Geertjan’s questioning style changes from advocate to advocate. He recognizes that each of the people he is speaking with has their own style and he structures his questions appropriately. Still, he does bring up similar topics. One of my favourites is asking about how subject of a chapter has responded to technical failures during presentations. In some respects I am reminded of Proust’s Questionnaire. The similarity of the questions allows us to learn that being a developer advocate can mean different things to different people.

This book shows us that the successful advocates, and we know they are successful because Geertjan included them in his book, recognize that they are not salespeople. Those that work for companies with the title advocate recognize that their success when presenting is tied to their honesty. Yes, the company they work for sells a great product or service, but nothing is perfect and competitors are not enemies. It was refreshing to read this.

Then there are advocates who do not represent a particular product. Some are consultants and some are academics but regardless of their background or how they pay the bills they all say that the most rewarding part of what they do is to inspire developers to do great things.
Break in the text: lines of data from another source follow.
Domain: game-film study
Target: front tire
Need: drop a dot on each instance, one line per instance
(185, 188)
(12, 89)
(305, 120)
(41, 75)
One line of inquiry in the book is to ask what the future may hold. The advocates are uniquely placed to comment on the future because they do not work in a bubble. They visit the front lines of developers. They enjoy the opportunity to talk with anyone who has come to listen to them. They have a much larger view of software development than you and I likely do.

I am going to reveal something a book reviewer should probably never do. I haven’t finished reading the book. I don’t want to finish it. I want to pick it up during quiet moments and be inspired by the stories Geertjan tells in his conversations. I have met more than half the advocates in this book at conferences. What this book is giving to me are insights into what the role of the advocate is in our industry and the career of developer advocate. It should never end.